The symptoms of osteoarthritis in cats are more subtle than those in dogs. While cats can experience a decrease in range of motion the most common symptoms of osteoarthritis in geriatric cats include weight loss, loss of appetite, depression, change in general attitude, poor grooming habits, urination or defecation outside the litter pan, and inability to jump on and off objects. Lameness typically seen in dogs is not commonly reported by cat owners.
It is believed that approximately 50% of all dogs and cats in the US die from cancers. That's why it's important for your senior pet to visit the vet for routine wellness exams as they age.
Bringing your geriatric pet in for routine checkups at the vet, even when they seem healthy, allows your veterinarian to examine them for early signs of cancer and other diseases which respond better to treatment when caught in their earliest stages.
- Heart Disease
Just like people, heart disease can be a problem for geriatric pets.
Senior dogs commonly suffer from congestive heart failure, which occurs when the heart isn't pumping blood efficiently, causing fluid to back up in the heart, lungs, and chest cavity.
While heart disease is less common in our feline friends than in dogs, Hypertrophic Cardiomyopathy (HCM) is relatively common. This condition causes the walls of a cat’s heart to thicken, decreasing the heart’s ability to function efficiently.
- Blindness and hearing loss
Although more common in dogs than cats, degeneration in the eyes and ears can lead to varying degrees of deafness and blindness in older pets.
When these conditions are age-related they tend to develop slowly, allowing geriatric pets to adjust their behavior and making it difficult for pet owners to notice.
- Liver disease
In senior cats, liver disease is common and may be the result of high blood pressure or hyperthyroidism. Symptoms of liver disease in cats include loss of appetite, jaundice, drooling, vomiting, diarrhea, and excessive thirst.
Liver disease in dogs can result in a number of serious symptoms including seizures, vomiting, diarrhea, fever, jaundice, abdominal fluid buildup, and weight loss.
If your geriatric dog or cat is displaying any of the symptoms of liver disease, veterinary care is essential.
Although dogs and cats can develop diabetes at any age, most dogs are diagnosed at approximately 7-10 years of age and the majority of cats diagnosed with diabetes are over 6 years of age.
Signs of diabetes in dogs and cats include excessive thirst, increased appetite accompanied by weight loss, cloudy eyes, and chronic or recurring infections.
Obesity is a risk factor for diabetes in both cats and dogs.
- Kidney disease
As pets age, their kidneys tend to lose their function. In some cases, kidney disease can be caused by medications used to treat other common conditions seen in geriatric pets.

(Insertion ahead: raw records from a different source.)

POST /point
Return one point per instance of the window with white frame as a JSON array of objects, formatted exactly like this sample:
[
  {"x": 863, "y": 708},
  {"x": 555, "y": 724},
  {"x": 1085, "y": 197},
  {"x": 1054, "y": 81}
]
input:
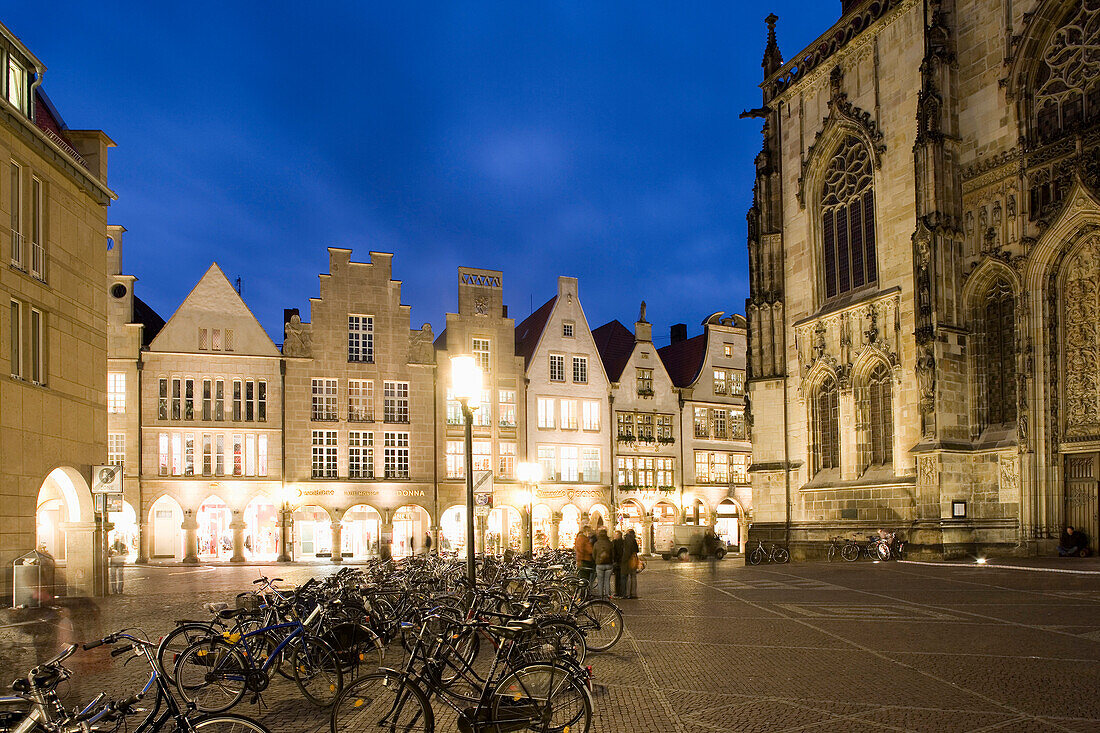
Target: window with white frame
[
  {"x": 507, "y": 462},
  {"x": 581, "y": 370},
  {"x": 590, "y": 465},
  {"x": 557, "y": 368},
  {"x": 395, "y": 402},
  {"x": 116, "y": 392},
  {"x": 360, "y": 455},
  {"x": 325, "y": 453},
  {"x": 37, "y": 230},
  {"x": 397, "y": 455},
  {"x": 482, "y": 456},
  {"x": 482, "y": 354},
  {"x": 116, "y": 448},
  {"x": 323, "y": 398},
  {"x": 590, "y": 415},
  {"x": 361, "y": 338},
  {"x": 17, "y": 215},
  {"x": 455, "y": 459},
  {"x": 17, "y": 339},
  {"x": 548, "y": 462},
  {"x": 37, "y": 347},
  {"x": 570, "y": 462},
  {"x": 360, "y": 401},
  {"x": 546, "y": 412},
  {"x": 507, "y": 407},
  {"x": 569, "y": 414}
]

While chronic kidney disease cannot be cured, it can be managed with a combination of diet and medications.
- Urinary tract disease
Our Modesto vets often see geriatric cats and dogs with urinary tract conditions and incontinence issues. Elderly pets can be prone to accidents as the muscles controlling the bladder weaken, but it's important to note that incontinence could be a sign of a bigger health issue such as a urinary tract infection or dementia.
If your senior pet experiences incontinence issues it's important to take your geriatric dog or cat to the vet for a thorough examination.
Veterinary Care for Senior Dogs & Cats
Our vets will thoroughly examine your senior pet, ask about their home life in detail and perform any tests that may be required to receive additional insight into his or her general physical health and condition.
Based on the findings, we'll recommend a treatment plan that can potentially include medications, activities and dietary changes that may help improve your senior pet's health, well-being and comfort.
Routine Wellness Exams
Routine preventive care is essential to helping your senior pet live a healthy and fulfilled life. It also gives our vets the opportunity to detect diseases early.
Early detection can help preserve your pet's overall health and catch emerging issues before they develop into long-term problems.
With regular physical examinations, your pet will have the best chance at quality long-term health.